Creating ARPA language model file with 50,000 word

2019-03-08 21:56发布

问题:

I want to create an ARPA language model file with nearly 50,000 words. I can't generate the language model by passing my text file to the CMU Language Tool. Is any other link available where I can get a language model for these many words?

回答1:

I thought I'd answer this one since it has a few votes, although based on Christina's other questions I don't think this will be a usable answer for her since a 50,000-word language model almost certainly won't have an acceptable word error rate or recognition speed (or most likely even function for long) with in-app recognition systems for iOS that use this format of language model currently, due to hardware constraints. I figured it was worth documenting it because I think it may be helpful to others who are using a platform where keeping a vocabulary this size in memory is more of a viable thing, and maybe it will be a possibility for future device models as well.

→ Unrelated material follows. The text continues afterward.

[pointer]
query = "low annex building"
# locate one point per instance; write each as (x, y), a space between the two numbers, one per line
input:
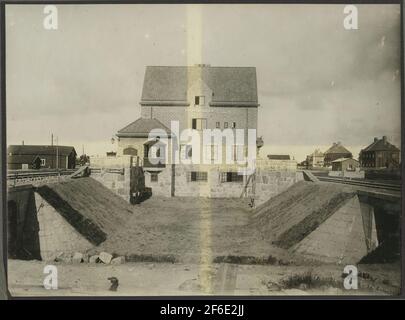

There is no web-based tool I'm aware of like the Sphinx Knowledge Base Tool that will munge a 50,000-word plaintext corpus and return an ARPA language model. But, you can obtain an already-complete 64,000-word DMP language model (which can be used with Sphinx at the command line or in other platform implementations in the same way as an ARPA .lm file) with the following steps:

  1. Download this language model from the CMU speech site:

http://sourceforge.net/projects/cmusphinx/files/Acoustic%20and%20Language%20Models/US%20English%20HUB4%20Language%20Model/HUB4_trigram_lm.zip

In that folder is a file called language_model.arpaformat.DMP which will be your language model.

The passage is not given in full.